Kalkın işgal ettiğiniz koltuklardan, geçmişimizi araştırın ve kendinizi bulun lütfen!

Aksi halde kendimizi nasıl tanımlayacağız geleceğe…


Bir konferans vermek üzere Türkiye’ye gelen Amerikalı araştırmacı yazar Gene D. Matlock,“Ey Dünya İnsanları Hepiniz Türk’sünüz” adlı kitabında da yer verdiği ilginç iddialarıyla “Tüm dünyanın kökeninin aslında Türkler olduğu” tezini yeniden alevlendiriyor.

Akşam Pazar’dan Mine Akverdi’ye konuşan Matlock, kitabında din, dil, tarih ve kültür odaklı pek çok kaynak aracılığıyla tezine çarpıcı kanıtlar da sunuyor.

Kadim Türkler, tüm insanların ataları olabilir mi?
Maya ve Azteklerden Kızılderililere, Ruslardan Hintlilere, Araplardan İngiliz, İtalyan ve Kuzey Avrupalılara hepsinin kökenlerinin Türk olduğu söylense inanır mısınız?
Peki, acaba Hz. İbrahim, Hz. Musa, Hz. İsa, Hz. Muhammed ve Buda da Türk müydü?
Tüm dinler Kadim Türklerin Tengri dininden mi türedi?

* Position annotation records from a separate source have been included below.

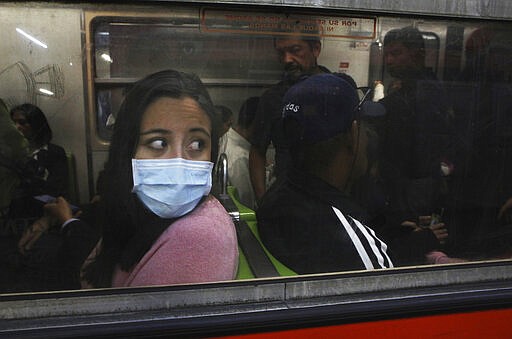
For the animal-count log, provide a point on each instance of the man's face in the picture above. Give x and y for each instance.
(400, 60)
(298, 56)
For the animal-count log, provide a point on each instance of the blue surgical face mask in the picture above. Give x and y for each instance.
(171, 188)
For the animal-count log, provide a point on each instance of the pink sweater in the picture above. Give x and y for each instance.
(200, 247)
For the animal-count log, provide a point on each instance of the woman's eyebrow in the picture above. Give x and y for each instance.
(156, 130)
(201, 130)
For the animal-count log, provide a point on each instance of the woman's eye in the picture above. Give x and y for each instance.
(158, 144)
(196, 145)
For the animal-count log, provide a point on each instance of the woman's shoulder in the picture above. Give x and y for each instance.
(211, 208)
(209, 220)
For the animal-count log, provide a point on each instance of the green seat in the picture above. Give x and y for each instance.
(249, 216)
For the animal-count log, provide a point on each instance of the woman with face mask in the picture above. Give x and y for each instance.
(159, 225)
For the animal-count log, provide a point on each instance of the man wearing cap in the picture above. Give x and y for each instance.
(299, 56)
(308, 220)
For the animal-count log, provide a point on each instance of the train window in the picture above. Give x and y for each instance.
(442, 118)
(434, 186)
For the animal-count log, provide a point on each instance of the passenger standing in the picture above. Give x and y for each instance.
(299, 56)
(414, 144)
(13, 154)
(47, 170)
(236, 145)
(308, 220)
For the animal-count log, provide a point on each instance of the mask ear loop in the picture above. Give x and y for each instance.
(357, 115)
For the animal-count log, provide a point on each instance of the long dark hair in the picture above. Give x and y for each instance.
(128, 229)
(42, 133)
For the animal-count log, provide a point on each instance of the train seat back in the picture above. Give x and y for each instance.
(255, 261)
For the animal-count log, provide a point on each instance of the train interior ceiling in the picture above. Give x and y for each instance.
(79, 73)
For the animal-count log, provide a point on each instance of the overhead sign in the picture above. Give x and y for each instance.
(231, 21)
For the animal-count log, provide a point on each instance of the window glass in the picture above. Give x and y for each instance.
(408, 163)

Bunlar kafa karıştıran ama bir o kadar da merak uyandıran, cevaplaması zor sorular. Ancak bir araştırmacı bu soruların hepsine ‘evet’ cevabını veriyor. Ve iddiasının doğruluğuna dair kanıtları da ‘Ey Dünya İnsanları Hepiniz Türksünüz’ adlı kitabında önümüze sunuyor. İşin ilginç yanı, bu tezin sahibi Türk değil, bir Amerikalı: Gene D. Matlock.

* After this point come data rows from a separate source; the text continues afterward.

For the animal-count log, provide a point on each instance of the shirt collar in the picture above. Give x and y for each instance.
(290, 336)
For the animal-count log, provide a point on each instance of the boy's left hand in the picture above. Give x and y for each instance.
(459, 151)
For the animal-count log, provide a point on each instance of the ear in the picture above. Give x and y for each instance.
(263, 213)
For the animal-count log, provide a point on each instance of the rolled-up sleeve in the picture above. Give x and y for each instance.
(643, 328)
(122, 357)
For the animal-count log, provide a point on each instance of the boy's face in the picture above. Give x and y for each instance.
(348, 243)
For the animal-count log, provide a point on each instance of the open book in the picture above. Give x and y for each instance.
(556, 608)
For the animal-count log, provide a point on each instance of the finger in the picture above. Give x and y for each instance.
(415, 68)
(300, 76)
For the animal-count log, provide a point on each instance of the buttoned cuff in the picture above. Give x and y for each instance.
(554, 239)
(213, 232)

Temmuz ayında Hermes Yayınları tarafından Türkçe olarak basılan “Ey Dünya İnsanları Hepiniz Türksünüz / Kayıp Bir Uygarlığın Sırları Dünyayı Nasıl Değiştirebilir” adlı kitabında Gene D. Matlock ilk insanların Türklerle başlayıp daha sonra dünyaya dağıldığını, ilk konuşulan dilin Türkçe olduğunu, bilimin, felsefe ve dinin yine Türklerden doğduğunu söylüyor.

65 yıldır Meksika’da yaşayan ve hem Hıristiyanlığın kökenleri hem de Meksika’daki Amerikan yerlilerinin kökenleri üzerine uzun yıllar boyunca araştırmalar yapan Matlock’un dini kitaplar, mitolojiler, kültür, gelenekler ve özellikle de dil biliminin ışığında elde ettiği ipuçlarını birleştirerek sunduğu kanıtlar da hayli şaşırtıcı. 81 yaşındaki Matlock ile bir konferans vermek için geldiği İstanbul’da buluştuk ve çarpıcı iddiası üzerine konuştuk.

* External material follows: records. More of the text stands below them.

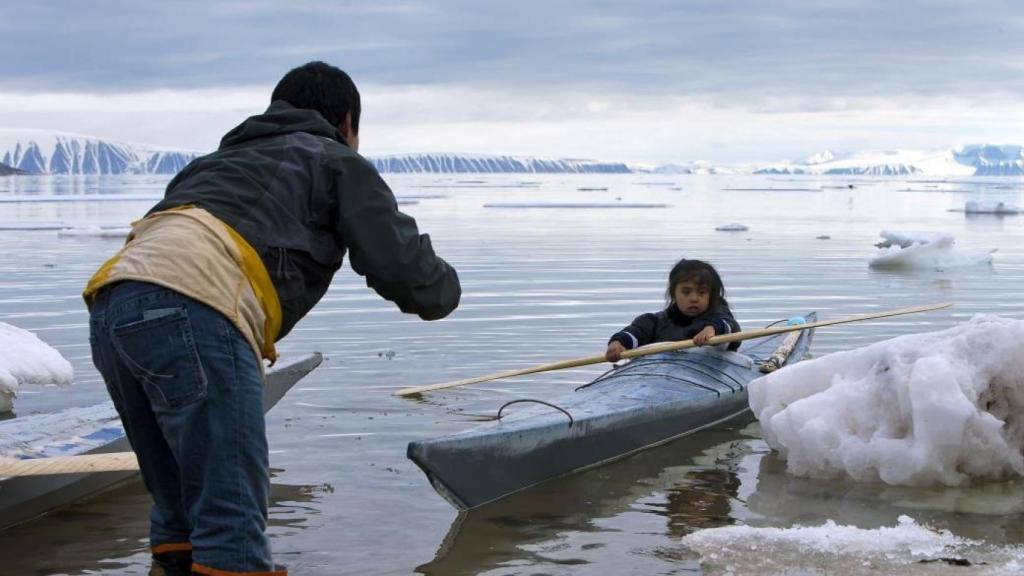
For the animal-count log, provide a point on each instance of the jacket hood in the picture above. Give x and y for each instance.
(281, 118)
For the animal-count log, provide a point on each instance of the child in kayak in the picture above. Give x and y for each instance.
(696, 310)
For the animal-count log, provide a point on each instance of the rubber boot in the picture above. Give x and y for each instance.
(279, 570)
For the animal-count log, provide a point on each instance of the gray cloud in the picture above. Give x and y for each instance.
(745, 51)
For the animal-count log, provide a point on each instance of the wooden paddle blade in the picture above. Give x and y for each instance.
(86, 463)
(667, 346)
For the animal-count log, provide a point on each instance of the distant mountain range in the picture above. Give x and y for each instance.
(982, 160)
(55, 153)
(453, 163)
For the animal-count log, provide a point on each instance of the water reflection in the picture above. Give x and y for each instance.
(687, 485)
(117, 524)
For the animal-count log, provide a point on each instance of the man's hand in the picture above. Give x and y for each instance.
(702, 336)
(614, 352)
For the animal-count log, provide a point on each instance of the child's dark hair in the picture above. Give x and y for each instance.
(322, 87)
(699, 273)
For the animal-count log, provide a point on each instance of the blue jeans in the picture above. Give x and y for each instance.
(189, 392)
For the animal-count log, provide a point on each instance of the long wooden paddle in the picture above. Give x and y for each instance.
(84, 463)
(666, 346)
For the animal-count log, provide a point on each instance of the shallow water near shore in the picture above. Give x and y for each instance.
(540, 285)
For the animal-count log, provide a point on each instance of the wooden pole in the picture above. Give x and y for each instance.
(666, 346)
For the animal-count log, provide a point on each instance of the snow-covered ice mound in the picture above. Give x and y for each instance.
(27, 360)
(830, 548)
(922, 409)
(924, 250)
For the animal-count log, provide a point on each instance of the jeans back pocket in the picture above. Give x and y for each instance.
(160, 351)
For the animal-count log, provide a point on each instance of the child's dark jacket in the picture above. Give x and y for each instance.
(670, 325)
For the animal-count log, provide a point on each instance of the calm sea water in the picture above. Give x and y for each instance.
(540, 285)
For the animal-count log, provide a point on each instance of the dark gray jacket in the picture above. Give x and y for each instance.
(287, 181)
(670, 325)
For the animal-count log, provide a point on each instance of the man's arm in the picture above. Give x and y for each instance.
(386, 247)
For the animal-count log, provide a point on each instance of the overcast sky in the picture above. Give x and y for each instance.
(644, 80)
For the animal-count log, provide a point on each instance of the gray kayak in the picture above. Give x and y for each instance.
(91, 429)
(644, 403)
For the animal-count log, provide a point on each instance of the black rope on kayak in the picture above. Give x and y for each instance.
(559, 408)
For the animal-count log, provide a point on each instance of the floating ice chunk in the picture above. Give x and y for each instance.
(27, 360)
(830, 548)
(731, 227)
(972, 207)
(922, 409)
(31, 225)
(924, 250)
(94, 232)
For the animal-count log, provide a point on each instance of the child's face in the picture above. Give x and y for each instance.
(691, 299)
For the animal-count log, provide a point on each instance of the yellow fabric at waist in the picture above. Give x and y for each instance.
(190, 251)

İnsanlığın başladığı yer Türkiye
Dünyadaki tüm insanların Türklerden geldiğini söylüyorsunuz. Sizi bu konuda bir araştırma yapmaya yönelten şey neydi?

Yıllar önce İsraillilerin Filistinlilere yaptığı kötü muamele sebebiyle çok üzülmüştüm ve bu insanların bir türlü paylaşamadığı kutsal toprakların tarihi ve buradaki dinlerin kökenleri üzerine araştırmalar yapmaya başladım. Bu araştırmalarımı bir yandan da yazıyordum. Araştırma ilerledikçe her şey beni önce Hindistan’a, daha da derinleştiğindeyse Hindistan’ın kuzeyine götürdü. Elimi neye atsam önünde sonunda her şeyin kaynağı olarak karşıma Türkler ve coğrafya olarak da Türkiye ve Orta Asya çıkıyordu. Zira dikkatle incelediğimde Eski Ahit (Kitab-ı Mukaddes’in ilk bölümünü oluşturan, Tevrat ve Zebur’u da kapsayan 39 kitap) ve İncil’de İsrail’den bahsedilmediğini gördüm. Kutsal kitaplarda bahsedilenler aslında Türkiye ile bağdaşıyordu. Nuh’un Gemisi efsanesi, Büyük Tufan… hepsinin kökeni Türkiye ve Türklere dayanıyordu. Bu da bana şunu gösteriyordu: İnsanlığın başladığı yer Türkiye idi. Biz insanlar tüm uygarlığın atası olarak Sümer, Yunanistan, Mısır ve Çin’i görmeye yanlış bir şekilde şartlanmışız.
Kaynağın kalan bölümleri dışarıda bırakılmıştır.